Q- Une précision à propos de Gaz de France : la privatisation...
R- Non, "l'ouverture du capital", il faut être rigoureux !
Q- Vous avez raison : l'ouverture du capital sera reportée après le référendum, pour ne pas gêner ce dernier ?
R- Non, l'ouverture du capital aura lieu quand le marché le permettra.
Q- Entre le référendum et le départ du marché en vacances l'été, quelle est la bonne fenêtre ?
R- Cela s'analyse au jour le jour, en fonction de l'appétit du marché...
Q- Mais si le marché manifestait son appétit avant le 29 mai ?
R- Pourquoi pas... Ce n'est pas la question. De toute façon, vous le savez, c'est acté, la loi est votée, les décisions réglementaires ont été prises : on peut le faire à tout moment, et le marché le sait.
Q- En revanche, la privatisation d'Areva est remise aux calendes grecques, voire même définitivement ajournée ?
R- Non, on n'a pas dit cela.

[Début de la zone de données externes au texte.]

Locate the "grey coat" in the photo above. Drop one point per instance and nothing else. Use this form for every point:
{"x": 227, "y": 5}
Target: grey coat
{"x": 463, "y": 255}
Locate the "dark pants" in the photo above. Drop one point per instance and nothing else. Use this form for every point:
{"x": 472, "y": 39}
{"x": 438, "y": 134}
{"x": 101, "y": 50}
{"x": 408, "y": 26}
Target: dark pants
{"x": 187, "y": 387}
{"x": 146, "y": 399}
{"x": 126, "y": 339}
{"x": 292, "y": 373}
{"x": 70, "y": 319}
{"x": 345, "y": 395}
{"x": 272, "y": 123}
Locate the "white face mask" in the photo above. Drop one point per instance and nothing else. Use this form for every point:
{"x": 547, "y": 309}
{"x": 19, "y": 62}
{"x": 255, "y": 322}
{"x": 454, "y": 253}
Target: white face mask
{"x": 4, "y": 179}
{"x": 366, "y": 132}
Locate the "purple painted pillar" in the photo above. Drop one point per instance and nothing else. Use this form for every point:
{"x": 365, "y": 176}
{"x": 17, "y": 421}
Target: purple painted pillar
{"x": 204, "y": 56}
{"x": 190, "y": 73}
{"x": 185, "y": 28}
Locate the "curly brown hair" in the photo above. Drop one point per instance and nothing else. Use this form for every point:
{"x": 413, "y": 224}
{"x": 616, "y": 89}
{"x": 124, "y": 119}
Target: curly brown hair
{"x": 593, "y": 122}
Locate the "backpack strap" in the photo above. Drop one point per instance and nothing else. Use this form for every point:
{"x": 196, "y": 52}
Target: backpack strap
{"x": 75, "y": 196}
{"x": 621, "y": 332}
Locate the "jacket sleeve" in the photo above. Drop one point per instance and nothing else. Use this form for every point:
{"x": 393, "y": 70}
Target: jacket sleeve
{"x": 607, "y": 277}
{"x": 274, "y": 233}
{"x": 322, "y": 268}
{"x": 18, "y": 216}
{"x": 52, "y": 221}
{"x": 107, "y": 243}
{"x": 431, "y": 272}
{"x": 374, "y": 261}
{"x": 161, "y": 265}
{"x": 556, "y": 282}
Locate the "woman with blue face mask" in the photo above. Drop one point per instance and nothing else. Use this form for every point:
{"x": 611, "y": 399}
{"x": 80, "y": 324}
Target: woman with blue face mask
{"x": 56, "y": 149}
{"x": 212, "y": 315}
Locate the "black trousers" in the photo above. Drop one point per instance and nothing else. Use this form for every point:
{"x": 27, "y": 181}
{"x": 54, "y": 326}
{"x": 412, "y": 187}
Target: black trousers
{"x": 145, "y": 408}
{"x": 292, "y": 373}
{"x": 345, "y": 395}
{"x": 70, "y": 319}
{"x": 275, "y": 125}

Cela passera après, et donc cela vient en 2006.
Q- Avez-vous le sentiment que Mme Anne Lauvergeon, qui dirige Areva, est tout à fait satisfaite de ce report ? On dit même qu'elle serait tentée de donner sa démission...
R- Je ne le crois pas, d'abord parce que c'est une bonne dirigeante, elle est courageuse...
Q- Elle ne s'entend pas bien avec le nouveau ministre de l'Economie et des Finances...
R- Je ne sais pas, il ne faut pas dire les choses comme cela. C'est une femme qui a de très bonnes capacités managériales et qui a obtenu des résultats importants. Ces résultats vont d'ailleurs être à nouveau jugés à la fin de l'année. Il faut lui faire confiance, nous lui faisons confiance...
Q- Mais elle avait mis toutes ses équipes sur la privatisation...
R- Mais rien n'est perdu. Nous passons d'abord Gaz de France ; ensuite nous souhaitons passer EDF, pour de nombreuses raisons ; et après, le temps viendra pour Areva.
Q- Une question à propos d'ITER, le projet de réacteur expérimental de fusion nucléaire. Le Commissaire européen était au Japon cette nuit, et le ministre japonais a dit que d'ici à l'été, le choix serait fait et que l'on trouverait un accord. Cet accord va-t-il être favorable à Cadarache ?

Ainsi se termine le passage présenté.